SurrealMX: In-memory storage with time travel and persistent storage

#inmemorystorage #surrealdb #surrealmx #database

SurrealMX: SurrealDB's new in-memory storage backend

There have been quite a few blog posts since the release of SurrealDB 3.0 to introduce each of the new features we have to show. Today's post is about one called SurrealMX that you likely have yet to hear about - but use every day.

That's because the way you use it is...by typing surreal start. That's it!

That's because SurrealMX is in fact the name of SurrealDB's new in-memory datastore. And since SurrealDB stores data in memory by default, 100% of SurrealDB's users have already given it a try.

What is SurrealMX?

SurrealMX is SurrealDB's in-memory storage engine that was built from the ground up a bit over a year ago. It was merged into the core database during the 3.0 alpha period last November with no fanfare at all in order to try it out for the first time as SurrealDB's in-memory storage engine. Since SurrealDB uses in-memory storage by default, that means that SurrealMX has been every 3.x user's default storage option since then.

But SurrealMX isn't just a more performant way to store data in memory, it comes with new optional functionality too.

If you pay close attention to the SurrealDB source code you might have noticed a PR merged three weeks ago in the runup to 3.0 general availability that included a new way to pass in configuration parameters when starting a database.

If you go to this part of the documentation for the surreal start command, you can see a comparison of how this worked in 2.x versions compared to 3.0.

In 2.x versions, specifying whether SurrealKV is versioned or not was done before the path to the database which led to either writing surrealkv or surrealkv+versioned. Other backends didn't have similar configurations.

surrealkv://my_db
rocksdb://my_db
surrealkv://mydb
surrealkv+versioned://mydb
memory

In 3.0, this has now been changed to pass as many configurations as needed after the path to the database, in the same way that you do the same with a URL. Here are two examples from the documentation showing how this is done.

"surrealkv://path/to/db?versioned=true&sync=every&retention=30d"
"mem://tmp/data?versioned=true&aol=sync&snapshot=60s&sync=5s"
"mem://?versioned=true"

Did you notice that versioned=true is found not just in the surrealkv but also the mem backend? That's because SurrealMX includes versioned queries in the same way that SurrealKV does.

Let's take a closer look!

Time travel using the VERSION clause

With the addition of SurrealMX, SurrealDB now has two storage backgrounds that have versioning: SurrealKV and memory. Versioning is the capability to not just query a table as it stands now, but as it stood before. This feature is exceptionally important in areas like legal compliance in which a database needs to keep past information intact even if it has been overwritten later on.

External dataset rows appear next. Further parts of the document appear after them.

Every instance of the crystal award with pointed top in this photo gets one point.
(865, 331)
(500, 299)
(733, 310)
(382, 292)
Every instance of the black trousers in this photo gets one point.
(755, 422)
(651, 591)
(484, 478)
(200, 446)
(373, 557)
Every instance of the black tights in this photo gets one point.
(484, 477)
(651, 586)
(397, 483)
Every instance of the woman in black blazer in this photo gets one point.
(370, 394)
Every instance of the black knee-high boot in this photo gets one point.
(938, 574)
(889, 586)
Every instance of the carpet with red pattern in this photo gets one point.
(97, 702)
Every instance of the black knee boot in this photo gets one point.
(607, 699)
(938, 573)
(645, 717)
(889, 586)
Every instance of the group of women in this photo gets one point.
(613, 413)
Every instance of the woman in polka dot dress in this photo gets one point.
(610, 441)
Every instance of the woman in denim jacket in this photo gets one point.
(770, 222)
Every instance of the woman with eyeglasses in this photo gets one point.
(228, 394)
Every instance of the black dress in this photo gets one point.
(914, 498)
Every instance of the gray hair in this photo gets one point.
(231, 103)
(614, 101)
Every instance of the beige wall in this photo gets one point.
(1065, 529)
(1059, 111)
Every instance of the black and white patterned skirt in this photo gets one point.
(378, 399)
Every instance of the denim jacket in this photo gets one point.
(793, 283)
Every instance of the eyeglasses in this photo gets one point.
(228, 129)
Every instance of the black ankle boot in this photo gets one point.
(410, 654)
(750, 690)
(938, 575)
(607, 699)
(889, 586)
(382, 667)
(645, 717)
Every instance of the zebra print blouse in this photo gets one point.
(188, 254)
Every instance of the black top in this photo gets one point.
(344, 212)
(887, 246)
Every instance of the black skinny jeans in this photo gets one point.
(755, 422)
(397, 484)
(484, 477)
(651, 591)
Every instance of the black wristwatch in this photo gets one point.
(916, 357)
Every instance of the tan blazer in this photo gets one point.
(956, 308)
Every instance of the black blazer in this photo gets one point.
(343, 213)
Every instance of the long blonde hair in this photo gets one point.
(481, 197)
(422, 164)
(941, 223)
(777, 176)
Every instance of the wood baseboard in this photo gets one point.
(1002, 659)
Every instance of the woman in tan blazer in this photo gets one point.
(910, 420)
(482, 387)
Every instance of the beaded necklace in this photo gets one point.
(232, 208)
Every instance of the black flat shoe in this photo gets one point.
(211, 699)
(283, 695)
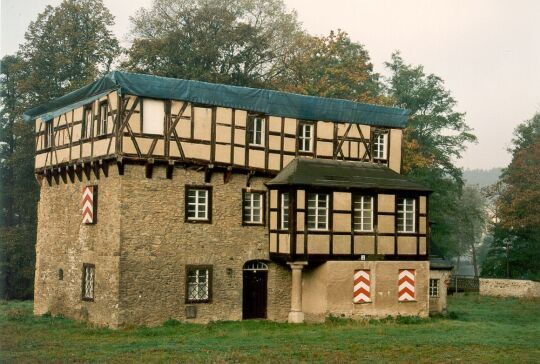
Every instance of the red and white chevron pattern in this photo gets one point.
(88, 205)
(406, 285)
(362, 289)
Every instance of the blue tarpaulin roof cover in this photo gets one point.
(269, 102)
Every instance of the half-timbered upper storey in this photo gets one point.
(151, 119)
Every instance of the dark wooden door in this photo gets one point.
(255, 294)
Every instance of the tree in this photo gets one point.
(67, 47)
(242, 42)
(472, 221)
(332, 66)
(515, 251)
(435, 136)
(18, 193)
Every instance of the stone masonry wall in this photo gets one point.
(157, 245)
(440, 304)
(64, 243)
(509, 288)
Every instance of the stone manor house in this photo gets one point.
(172, 199)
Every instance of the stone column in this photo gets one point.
(296, 315)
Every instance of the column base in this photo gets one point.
(296, 317)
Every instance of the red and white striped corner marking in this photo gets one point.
(406, 285)
(362, 283)
(88, 205)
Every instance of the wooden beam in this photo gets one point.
(170, 169)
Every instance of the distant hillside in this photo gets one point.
(481, 177)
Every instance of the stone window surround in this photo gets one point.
(84, 295)
(209, 204)
(207, 267)
(255, 130)
(380, 145)
(263, 207)
(434, 287)
(102, 118)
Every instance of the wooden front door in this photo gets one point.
(255, 294)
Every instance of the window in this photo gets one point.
(284, 211)
(88, 282)
(198, 203)
(380, 141)
(256, 131)
(434, 288)
(86, 131)
(49, 134)
(318, 211)
(363, 213)
(253, 203)
(305, 137)
(153, 116)
(406, 214)
(198, 284)
(103, 116)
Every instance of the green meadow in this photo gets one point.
(478, 329)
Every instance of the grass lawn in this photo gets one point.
(479, 329)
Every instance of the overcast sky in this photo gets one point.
(486, 51)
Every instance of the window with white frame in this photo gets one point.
(305, 137)
(318, 211)
(363, 213)
(198, 283)
(197, 204)
(434, 287)
(86, 128)
(89, 271)
(103, 115)
(406, 210)
(256, 131)
(284, 211)
(253, 203)
(380, 143)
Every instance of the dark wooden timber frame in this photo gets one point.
(190, 268)
(263, 208)
(83, 282)
(174, 113)
(209, 203)
(292, 231)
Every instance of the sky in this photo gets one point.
(486, 51)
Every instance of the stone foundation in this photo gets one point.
(328, 290)
(141, 246)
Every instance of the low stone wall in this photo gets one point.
(509, 288)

In SurrealDB, time travel queries are done using the VERSION keyword. Let's give this a quick try with the in-memory backend. First we will start a server with ?versioned=true added:

surreal start --user root --pass secret "mem://?versioned=true"

And then connect via Surrealist or this command in the CLI.

surreal sql --user root --pass secret

Once that is done, we can create a person record or two and make some queries using VERSION followed by time::now() minus how ever long ago we would like to query.

CREATE person;
[{ id: person:g4z4v7yoju9pe21jck6v }]

SELECT * FROM person;
[{ id: person:g4z4v7yoju9pe21jck6v }]

// No 'person' records existed yesterday
SELECT * FROM person VERSION time::now() - 1d
[]

// Add a second record
CREATE person;
[[{ id: person:aczudhy0mvef5bxurcry }]]

// 'person' has two records, but about ten seconds ago
// it had just one
SELECT * FROM person VERSION time::now() - 10s
[{ id: person:g4z4v7yoju9pe21jck6v }]

Since the VERSION keyword has been available via SurrealKV since SurrealDB 2.0, it's very likely that you are already quite familiar with it. Let's now move on to in-memory persistent storage options which were entirely unavailable before SurrealDB 3.0.

In-memory with optional persistent storage and versioning

In-memory storage with optional persistent storage is one of the features of Redis that has made it so popular. SurrealMX offers this as well, via a somewhat more composable model.

Persistence for the memory backend is used for the following:

Append-Only Log (AOL) - Synchronous/asynchronous modes for durability
Snapshots - Periodic full database state capture
Data Recovery - Automatic recovery from snapshots + AOL on startup
AOL Truncation - Automatic cleanup after snapshots

You may be curious at this point how this differs from using SurrealKV (or RocksDB) to store your data. The difference is that SurrealMX persistent storage does not compress the data. It is an append-only-log of database writes, never compacted, until a snapshot occurs. It is in effect an entire database export. You can think of it as a convenience on top of in-memory speed while SurrealKV is used for traditional durable storage for datasets of any size.

Trying it out

Let's grab part of the documentation to see how it works. These are the available parameters to use when starting a database with in-memory storage.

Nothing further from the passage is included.